The weather is gradually moderating and becoming exceedingly pleasant. I read this morning for an hour, then attended divine service. Mr. Frothingham. Isaiah 44. 16. “Aha, I am warm, I have seen the fire.” A singular text and I was much at a loss at first to comprehend his management of it. He adverted to the cold, it’s nature, it’s severity and it’s benefits. He alluded to the manifestation of fitness which it afforded in the arrangement of the physical world, adroitly introduced an old quotation from Mather who is grateful for his situation where the sap oozing from the logs that were burning freezes and drew from it the exhortation to keep a thankful heart. Mr. Frothingham is a finished writer but his thought flows in a thin and narrow stream the purity of which does not quite make up for it’s scantiness.

In the Afternoon, Mr. now Dr. Parkman,1 2 Kings 6. 12–17 embracing the whole passage but these words most especially. “Fear not; for they that be with us are more than they that be with them.” An encouraging view of the supports to the cause of Christianity, evidently alluding to the present fears of the infidel faith if I may so call 53Miss Fanny Wrights beautiful absurdity. I hardly fancy there is cause for much alarm. Our world grows wider and admits greater varieties of belief. Men’s minds do not take in the whole while they watch a particular part. Mr. Parkman is an ordinary man with all the pedantry of the clerical profession. But he is a worthy citizen.

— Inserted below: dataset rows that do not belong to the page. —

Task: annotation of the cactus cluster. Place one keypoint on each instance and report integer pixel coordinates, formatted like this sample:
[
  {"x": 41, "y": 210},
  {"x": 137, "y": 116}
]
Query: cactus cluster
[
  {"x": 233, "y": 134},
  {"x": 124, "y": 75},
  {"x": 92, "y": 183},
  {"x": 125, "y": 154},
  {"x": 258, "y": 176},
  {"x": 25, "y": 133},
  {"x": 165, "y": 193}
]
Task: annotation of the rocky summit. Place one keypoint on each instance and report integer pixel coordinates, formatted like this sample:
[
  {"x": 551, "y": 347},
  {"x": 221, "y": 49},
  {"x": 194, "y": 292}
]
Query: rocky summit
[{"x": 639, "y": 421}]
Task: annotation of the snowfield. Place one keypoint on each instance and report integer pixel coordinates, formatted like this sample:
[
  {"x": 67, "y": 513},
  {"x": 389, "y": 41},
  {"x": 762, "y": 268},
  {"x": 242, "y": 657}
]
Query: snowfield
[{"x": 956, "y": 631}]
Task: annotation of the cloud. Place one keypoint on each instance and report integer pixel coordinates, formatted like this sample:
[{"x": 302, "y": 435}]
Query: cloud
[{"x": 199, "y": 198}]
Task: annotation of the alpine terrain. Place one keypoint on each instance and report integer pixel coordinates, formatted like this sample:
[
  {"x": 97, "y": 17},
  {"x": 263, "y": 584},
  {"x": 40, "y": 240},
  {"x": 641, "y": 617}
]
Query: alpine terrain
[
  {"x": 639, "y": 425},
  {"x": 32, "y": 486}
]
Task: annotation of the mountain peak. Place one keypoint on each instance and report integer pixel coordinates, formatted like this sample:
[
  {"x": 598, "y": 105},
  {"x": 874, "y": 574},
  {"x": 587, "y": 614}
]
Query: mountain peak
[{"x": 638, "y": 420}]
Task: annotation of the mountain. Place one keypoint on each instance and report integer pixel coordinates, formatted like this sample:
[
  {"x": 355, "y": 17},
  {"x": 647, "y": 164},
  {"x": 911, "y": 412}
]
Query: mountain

Read a Sermon of Barrow: The duty of Prayer from 1. Thessalonians 5. 17. “Pray without ceasing.” Good practical sense. He takes prayer in the most enlarged sense as including not only applications for aid, but thankfulness for favor and the general piety which is a habit of the mind rather than any outward act. He defines the nature of the advice in a similar way. He supposes the injunction to be the cultivation of that state of feeling under which man is led to rely upon and look up to the Deity in all the various conditions in which he may be placed. Some of these are enumerated by him. But I was much struck today with the inelegance of the language used in some cases, the singularity of some of the expressions and the ungraceful tone. I have not noticed this so much before.

My Wife and Mr. Brooks rode to Medford and did not return until quite late. I sat down in the evening and wrote against Mr. Webster’s nomination but what avails it? The thing is to be done and I am not to make myself a gladiator in any arena of personal contention.

1.

Francis Parkman had been made S.T.D. at Harvard in 1834 ( Quinquennial Cat. ).